En los albores de la elección pasada, surgió la exigencia de menos spots y más debates. No sólo se pidió destinar recursos de uno para otros, sino modernizar o revitalizar los encuentros entre candidatos. Dejar a un lado los discursos por intervención y favorecer más la controversia. Hacer que el espectador distinguiera las diferencias y sentirse más afín a una propuesta. ¿Pero habrá suficientes televidentes o radioescuchas para eso? ¿No serán los programas con menor audiencia del año? El candidato y su equipo saben que no siempre las propuestas y argumentos no garantizan ser efectivos. Hay otros caminos que parecen asegurar más la popularidad o el voto. La promoción se vuelve una apuesta más atractiva. Una propuesta persuade; la imagen encanta. El tiempo de precampañas es la ocasión ideal para comenzar el arraigo del candidato en la cabeza de los votantes. Suponen que un buen meme, segmento viral, una lid en periódicos o cascada de spots propiciarán números importantes en las encuestas.

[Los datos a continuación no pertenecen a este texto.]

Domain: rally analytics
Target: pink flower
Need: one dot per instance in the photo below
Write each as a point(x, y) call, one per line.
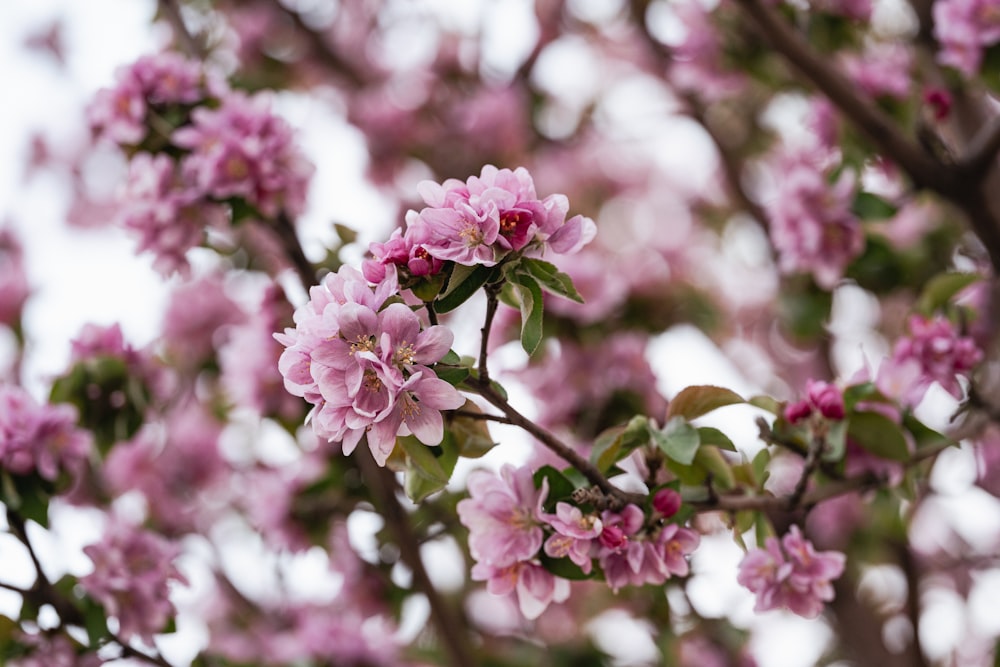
point(964, 28)
point(504, 516)
point(242, 149)
point(812, 226)
point(822, 397)
point(791, 574)
point(41, 439)
point(483, 219)
point(574, 536)
point(14, 288)
point(167, 214)
point(119, 113)
point(133, 569)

El televidente, radioescucha o cibernauta común, desde ahora, no tiene otro remedio que soportar los anuncios habituales. Habrá muchos que los tomen como chiste, otros serán atentos, pero gran parte lo tomará con tedio y frustración. La contienda electoral perderá su frágil atractivo y todos los frustrados se distanciarán de ella. Poco a poco se desfigurarán sus rostros de ciudadano; la política les parecerá más de lo mismo. De ignorar los anuncios, ahora ignorará todo lo concerniente a la política. La supuesta cotidianidad política absorberá cualquier suceso y parecerá que nada ocurre. Pan con lo mismo, sin necesidad de ingerirlo. No obstante, eso velará los gobernantes pillos, los candidatos seductores, los faraones que dirigen la pirámide. En esa disolución burda, sin darse cuenta pero sufriéndolo, se resquebraja su hogar.